Richard Posner writes,

As a matter of economic principle (and I think social justice as well), Medicare should be abolished. Then the principal government medical-payment program would be Medicaid, a means-based system of social insurance that is part of the safety net for the indigent. Were Medicare abolished, the nonpoor would finance health care in their old age by buying health insurance when they were young. Insurance companies would sell policies with generous deductible and copayment provisions in order to discourage frivolous expenditures on health care and induce careful shopping among health-care providers. The nonpoor could be required to purchase health insurance in order to prevent them from free riding on family or charitable institutions in the event they needed a medical treatment that they could not afford to pay for.
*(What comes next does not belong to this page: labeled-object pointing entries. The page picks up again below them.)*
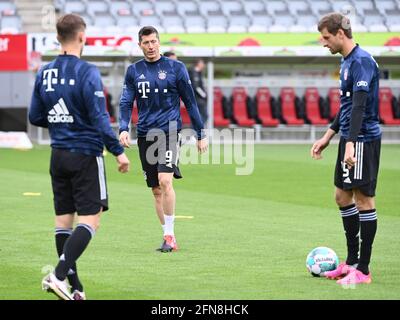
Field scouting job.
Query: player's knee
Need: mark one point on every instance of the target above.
(157, 192)
(342, 200)
(165, 183)
(365, 204)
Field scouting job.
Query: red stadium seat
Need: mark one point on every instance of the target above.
(219, 120)
(288, 98)
(239, 105)
(263, 102)
(311, 98)
(184, 114)
(135, 116)
(334, 102)
(385, 107)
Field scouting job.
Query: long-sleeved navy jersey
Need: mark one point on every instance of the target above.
(359, 72)
(157, 87)
(68, 99)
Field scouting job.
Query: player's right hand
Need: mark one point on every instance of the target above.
(123, 163)
(124, 139)
(318, 146)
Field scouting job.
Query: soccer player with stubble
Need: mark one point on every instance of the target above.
(157, 83)
(359, 147)
(68, 99)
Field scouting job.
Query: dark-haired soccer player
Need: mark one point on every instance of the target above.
(170, 54)
(68, 99)
(157, 83)
(359, 147)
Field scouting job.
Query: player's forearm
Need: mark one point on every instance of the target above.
(329, 134)
(201, 92)
(108, 135)
(125, 114)
(37, 119)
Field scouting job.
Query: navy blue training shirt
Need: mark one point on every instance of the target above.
(359, 72)
(157, 88)
(68, 99)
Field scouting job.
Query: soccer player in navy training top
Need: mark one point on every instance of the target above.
(359, 147)
(68, 99)
(157, 83)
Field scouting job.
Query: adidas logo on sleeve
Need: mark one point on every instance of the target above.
(59, 113)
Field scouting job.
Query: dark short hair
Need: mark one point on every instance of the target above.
(146, 31)
(68, 27)
(335, 21)
(169, 54)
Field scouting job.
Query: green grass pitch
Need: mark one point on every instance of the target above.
(248, 239)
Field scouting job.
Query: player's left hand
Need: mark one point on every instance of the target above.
(202, 145)
(349, 158)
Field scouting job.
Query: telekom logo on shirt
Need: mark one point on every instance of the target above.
(144, 87)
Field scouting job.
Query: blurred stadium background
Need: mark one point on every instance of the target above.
(266, 70)
(265, 66)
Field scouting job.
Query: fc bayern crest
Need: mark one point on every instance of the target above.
(346, 72)
(162, 75)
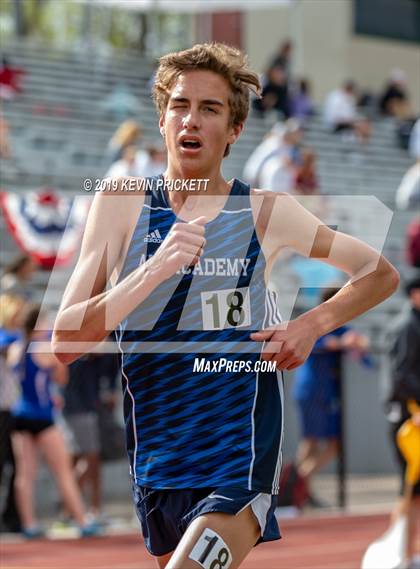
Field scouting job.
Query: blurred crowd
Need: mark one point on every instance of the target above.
(52, 411)
(65, 413)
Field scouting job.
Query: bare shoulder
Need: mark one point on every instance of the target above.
(115, 206)
(267, 201)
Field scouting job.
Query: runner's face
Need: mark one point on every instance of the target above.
(196, 122)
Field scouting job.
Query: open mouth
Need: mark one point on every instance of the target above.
(190, 143)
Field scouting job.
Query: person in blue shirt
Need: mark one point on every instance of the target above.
(316, 391)
(35, 429)
(189, 270)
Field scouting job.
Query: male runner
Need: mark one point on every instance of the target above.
(189, 289)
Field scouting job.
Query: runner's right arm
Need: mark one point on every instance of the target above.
(88, 311)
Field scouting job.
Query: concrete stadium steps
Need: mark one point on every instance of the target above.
(59, 136)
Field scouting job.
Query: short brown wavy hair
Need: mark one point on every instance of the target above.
(222, 59)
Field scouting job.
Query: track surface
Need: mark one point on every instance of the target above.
(308, 543)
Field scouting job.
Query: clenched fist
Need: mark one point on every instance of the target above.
(183, 246)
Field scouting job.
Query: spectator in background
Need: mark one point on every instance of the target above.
(11, 308)
(341, 113)
(129, 133)
(394, 100)
(302, 106)
(5, 151)
(10, 80)
(408, 192)
(316, 391)
(18, 275)
(135, 162)
(414, 142)
(404, 350)
(121, 103)
(306, 179)
(271, 145)
(35, 429)
(92, 378)
(275, 94)
(283, 58)
(279, 171)
(413, 243)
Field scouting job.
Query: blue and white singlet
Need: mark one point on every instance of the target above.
(190, 421)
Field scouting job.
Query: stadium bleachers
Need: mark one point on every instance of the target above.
(60, 129)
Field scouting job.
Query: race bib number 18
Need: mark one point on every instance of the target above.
(226, 308)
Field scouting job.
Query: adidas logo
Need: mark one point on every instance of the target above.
(153, 237)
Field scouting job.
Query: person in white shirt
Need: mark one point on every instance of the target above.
(341, 113)
(135, 162)
(271, 159)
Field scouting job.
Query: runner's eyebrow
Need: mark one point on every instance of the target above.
(216, 102)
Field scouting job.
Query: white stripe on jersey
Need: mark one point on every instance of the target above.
(133, 413)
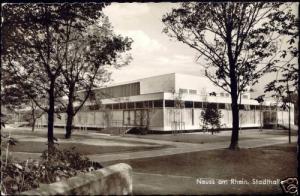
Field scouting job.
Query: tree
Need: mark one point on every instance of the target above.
(211, 118)
(89, 54)
(235, 40)
(14, 97)
(32, 38)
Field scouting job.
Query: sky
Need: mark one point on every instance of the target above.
(154, 52)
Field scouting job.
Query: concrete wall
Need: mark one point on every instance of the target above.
(163, 83)
(113, 180)
(192, 118)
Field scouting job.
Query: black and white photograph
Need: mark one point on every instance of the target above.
(150, 98)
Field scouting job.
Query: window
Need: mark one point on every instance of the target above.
(150, 104)
(122, 105)
(130, 105)
(247, 107)
(221, 105)
(158, 103)
(228, 106)
(188, 104)
(108, 106)
(211, 105)
(197, 104)
(146, 104)
(181, 90)
(241, 106)
(191, 91)
(169, 103)
(193, 116)
(116, 106)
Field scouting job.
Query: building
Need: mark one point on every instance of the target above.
(168, 102)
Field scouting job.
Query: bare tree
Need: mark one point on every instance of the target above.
(235, 41)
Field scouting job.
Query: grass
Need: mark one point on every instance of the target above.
(84, 149)
(272, 162)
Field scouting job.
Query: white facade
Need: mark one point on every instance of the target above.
(148, 104)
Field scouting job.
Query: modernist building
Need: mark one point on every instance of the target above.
(168, 102)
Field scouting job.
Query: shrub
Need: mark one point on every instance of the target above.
(60, 164)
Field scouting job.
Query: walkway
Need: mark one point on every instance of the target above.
(92, 138)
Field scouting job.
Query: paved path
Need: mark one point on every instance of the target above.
(174, 147)
(181, 147)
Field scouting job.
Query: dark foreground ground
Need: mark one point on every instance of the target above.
(178, 174)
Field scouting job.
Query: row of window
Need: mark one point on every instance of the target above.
(191, 91)
(177, 104)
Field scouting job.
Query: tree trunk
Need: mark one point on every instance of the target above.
(51, 117)
(33, 125)
(69, 125)
(235, 124)
(70, 113)
(33, 118)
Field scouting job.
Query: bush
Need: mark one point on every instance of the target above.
(56, 166)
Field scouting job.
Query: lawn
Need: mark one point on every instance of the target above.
(272, 162)
(84, 149)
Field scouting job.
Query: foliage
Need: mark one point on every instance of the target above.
(19, 177)
(237, 42)
(211, 118)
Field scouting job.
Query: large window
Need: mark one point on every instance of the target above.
(197, 104)
(241, 106)
(169, 103)
(116, 106)
(139, 105)
(183, 90)
(158, 103)
(130, 105)
(221, 105)
(188, 104)
(191, 91)
(122, 105)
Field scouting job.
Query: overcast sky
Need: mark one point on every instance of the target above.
(153, 52)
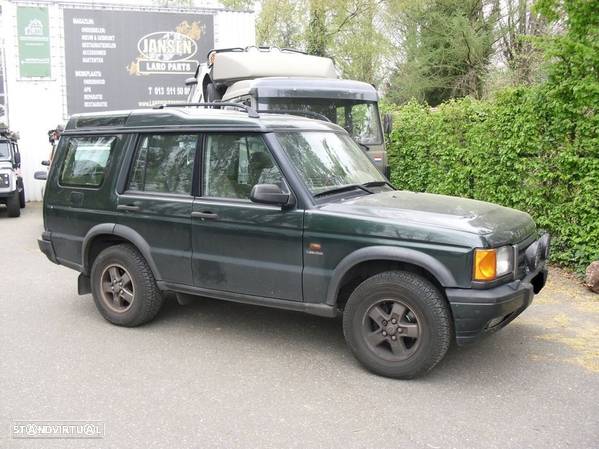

People who had chronic illnesses or other conditions that would deter medical insurers from writing insurance for them at affordable rates might be placed in “assigned risk” pools, as in the case of high-risk drivers, and allowed to buy insurance at rates only moderately higher than those charged healthy people; this would amount to a modest subsidy of the unhealthy by the healthy.

Gary Becker writes,

Privatizing medicare would prevent that crisis from developing if combined with a system of compulsory catastrophic medical coverage, medical savings accounts, and greater emphasis on treatment by drugs and nutrition rather than by hospitalization and surgery.

For Discussion. Could Medicare be abolished?